Arqueólogos no sudoeste da Turquia identificaram uma transformação arquitetônica singular na antiga cidade de Kaunos, localizada no distrito de Köyceğiz, província de Muğla. As escavações revelaram que um hospital romano foi posteriormente convertido em um mosteiro bizantino, com uma igreja que se manteve notavelmente preservada ao longo dos séculos. A descoberta oferece uma visão detalhada da evolução de Kaunos, que passou de um centro de cura a um polo religioso e espiritual, refletindo mais de mil anos de mudanças culturais e urbanas.

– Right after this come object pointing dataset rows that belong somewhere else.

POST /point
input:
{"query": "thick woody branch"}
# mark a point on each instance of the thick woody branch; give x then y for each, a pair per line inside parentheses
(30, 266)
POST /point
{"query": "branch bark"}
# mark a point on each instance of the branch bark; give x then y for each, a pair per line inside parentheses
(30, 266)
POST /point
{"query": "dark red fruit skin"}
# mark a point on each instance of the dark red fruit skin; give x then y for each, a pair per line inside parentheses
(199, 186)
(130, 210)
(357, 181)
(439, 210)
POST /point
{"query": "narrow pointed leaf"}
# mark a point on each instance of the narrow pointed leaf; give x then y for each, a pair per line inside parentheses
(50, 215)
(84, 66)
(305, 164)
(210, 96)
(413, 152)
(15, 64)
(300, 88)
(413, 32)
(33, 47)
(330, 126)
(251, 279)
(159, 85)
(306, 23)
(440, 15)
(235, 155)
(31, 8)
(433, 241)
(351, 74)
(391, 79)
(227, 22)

Kaunos é um dos sítios arqueológicos mais conhecidos da região da Anatólia, reconhecida pela UNESCO na Lista Indicativa do Patrimônio Mundial. A cidade antiga já era célebre por seus túmulos escavados na rocha, termas, mosaicos e um teatro com capacidade para cerca de 5 mil espectadores. As recentes escavações, no entanto, acrescentam uma nova dimensão ao entendimento sobre sua história, evidenciando a coexistência e a transição entre práticas médicas, religiosas e sociais ao longo de diferentes impérios e períodos históricos.
A equipe responsável pelos trabalhos é liderada pelo professor associado Ufuk Çörtük, da Universidade Muğla Sıtkı Koçman. Segundo ele, as pesquisas se concentram na chamada “área do mosteiro murado arcaico”, próxima ao antigo porto da cidade. Nos últimos três anos, o grupo identificou diferentes camadas estruturais e artefatos que testemunham as sucessivas ocupações e funções do local.
As ruínas mais antigas datam dos séculos II e III d.C. e pertencem a um complexo romano identificado como hospital ou centro de saúde, devido à grande quantidade de instrumentos médicos encontrados durante as escavações. A construção seguia o modelo típico dos hospitais romanos, com um pátio central rodeado por salas, estrutura comum em edificações originalmente destinadas ao uso militar e que posteriormente passaram a atender civis. Pela localização próxima ao porto, o local provavelmente servia tanto aos moradores quanto a viajantes e comerciantes que circulavam pela movimentada cidade portuária.
Por volta do século VI d.C., o antigo complexo médico sofreu uma profunda transformação. Sobre suas fundações, arqueólogos encontraram uma igreja bizantina em excelente estado de conservação. Essa nova construção integra o que se acredita ter sido um complexo monástico murado, evidenciando a mudança do local de um centro de cura para um espaço de devoção cristã. O reaproveitamento das estruturas romanas pelos construtores bizantinos indica uma continuidade arquitetônica e funcional, característica marcante da evolução urbana de Kaunos.
Entre os achados recentes, os pesquisadores destacam também a descoberta de uma moeda de Aydın Mehmed Bey, do principado turco Aydınoğulları Beylik, datada do século XIV. O artefato demonstra que o sítio permaneceu em uso até o período medieval tardio, indicando pelo menos quatro ou cinco fases distintas de ocupação entre o século II d.C. e a era turco-islâmica.
De acordo com Çörtük, o local pode ser considerado uma “linha do tempo viva”, que retrata a capacidade de adaptação de Kaunos frente às transformações políticas, religiosas e culturais ao longo dos séculos. De um santuário de cura no mundo romano a um complexo monástico bizantino e, posteriormente, um espaço islâmico, o sítio reflete a continuidade histórica da cidade e sua importância estratégica e simbólica na região do Mediterrâneo oriental.
A descoberta reforça o papel de Kaunos como uma das cidades portuárias mais relevantes da antiga Cária, ponto de conexão entre o comércio, a ciência médica, a religião e a vida cotidiana de diferentes civilizações. O achado amplia o entendimento sobre as dinâmicas culturais que moldaram o território turco e destaca a preservação de um patrimônio que atravessou impérios e transformações sociais sem perder sua relevância histórica e arqueológica.